WASHINGTON – With police on heightened alert in Times Square and elsewhere around the nation, the FBI announced the arrest of a 25-year-old man in upstate New York for allegedly providing material support to Islamic State in Iraq and the Levant and planning to "kill innocent civilians on New Year's Eve in the name of the terrorist organization."
Emanuel L. Lutchman, who was arraigned Thursday before a federal judge in Rochester, N.Y., said an ISIL operative in Syria had encouraged him in e-mails to try to kill thousands of people in the Rochester area, according to court records.
According to court records, Lutchman spent much of the past two months in contact with an ISIL operative overseas, meeting with three FBI informants around Rochester, acquiring knives and other assault tools at a Wal-Mart, and hoping to win a spot with the militant group in Syria.
A former convict, Lutchman allegedly told FBI informants that joining ISIL was a "dream come true." He said, according to federal court records, "I will take a life. I don't have a problem with that."
The case caps a year that saw the FBI launch terrorism-related investigations in every state and jurisdiction, and make more than 60 arrests of alleged supporters of ISIL or other extremist groups.
The year also saw three domestic incidents that the FBI considered terrorism.
On May 3, two armed men were shot and killed as they prepared to attack a "Draw Muhammad" contest in Garland, Texas. On July 16, a gunman was killed after he had shot and killed four Marines and a sailor in Chattanooga, Tenn. And on Dec. 2, a married couple — Syed Rizwan Farook and Tashfeen Malik — were killed in a shootout with police after they had shot and killed 14 people and wounded 22 others in San Bernardino, Calif.

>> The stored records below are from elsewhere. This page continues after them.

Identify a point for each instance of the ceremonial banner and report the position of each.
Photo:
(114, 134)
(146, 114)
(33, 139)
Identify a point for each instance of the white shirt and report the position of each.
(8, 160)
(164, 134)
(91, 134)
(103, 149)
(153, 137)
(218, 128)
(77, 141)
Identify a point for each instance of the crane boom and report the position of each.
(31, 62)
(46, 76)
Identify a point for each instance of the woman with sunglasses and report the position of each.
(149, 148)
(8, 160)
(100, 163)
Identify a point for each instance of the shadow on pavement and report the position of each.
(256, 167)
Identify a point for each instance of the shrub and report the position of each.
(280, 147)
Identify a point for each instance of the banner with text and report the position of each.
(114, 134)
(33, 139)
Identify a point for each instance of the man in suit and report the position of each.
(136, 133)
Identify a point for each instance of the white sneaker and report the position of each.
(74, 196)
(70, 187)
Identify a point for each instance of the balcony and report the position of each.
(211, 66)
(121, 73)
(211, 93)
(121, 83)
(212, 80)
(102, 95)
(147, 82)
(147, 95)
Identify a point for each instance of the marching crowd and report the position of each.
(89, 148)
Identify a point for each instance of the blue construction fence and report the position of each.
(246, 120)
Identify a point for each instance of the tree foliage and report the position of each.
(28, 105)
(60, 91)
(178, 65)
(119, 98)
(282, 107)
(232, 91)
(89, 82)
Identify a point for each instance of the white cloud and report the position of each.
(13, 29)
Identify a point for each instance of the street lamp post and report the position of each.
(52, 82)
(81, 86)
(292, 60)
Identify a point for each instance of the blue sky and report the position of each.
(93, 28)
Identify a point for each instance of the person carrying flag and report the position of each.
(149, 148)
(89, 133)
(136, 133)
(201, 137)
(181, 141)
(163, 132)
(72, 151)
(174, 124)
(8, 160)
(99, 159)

Like Lutchman, court records claim, Farook and Malik were radicalized on the Internet. Unlike Lutchman, however, they were inspired by ISIL but not specifically directed to carry out an attack.
Court records describe Lutchman as a self-professed Muslim convert with a criminal history dating to 2006, including a New York state conviction for robbery and a five-year prison sentence.
He did not enter a plea in court Thursday. If convicted, he could face up to 20 years in prison.
FBI special agent Timothy J. Klapec said in a 10-page affidavit that Lutchman began telling a paid undercover informant in November that he hoped to join ISIL abroad but had been advised by a Syrian operative there that the borders were closed.
Lutchman then began considering a terrorist attack in the Rochester area to prove his allegiance to ISIL, the FBI said. Lutchman said the ISIL operative in Syria told him, "New years is here soon. Do operations and kill some kuffar," according to the affidavit.
Lutchman told another FBI informant that he had been directed to "find the places where the most population" is and "take as many as possible out." He allegedly discussed "doing assassinations" and considered building a pressure cooker bomb similar to those used in the 2013 Boston Marathon bombings.
"I'm getting amped up, to accept the fact that's what I gotta do," he allegedly told an FBI third informant Monday.
He considered planting a bomb in a local nightclub and taking hostages, but he had no money for bomb components or firearms, the affidavit said.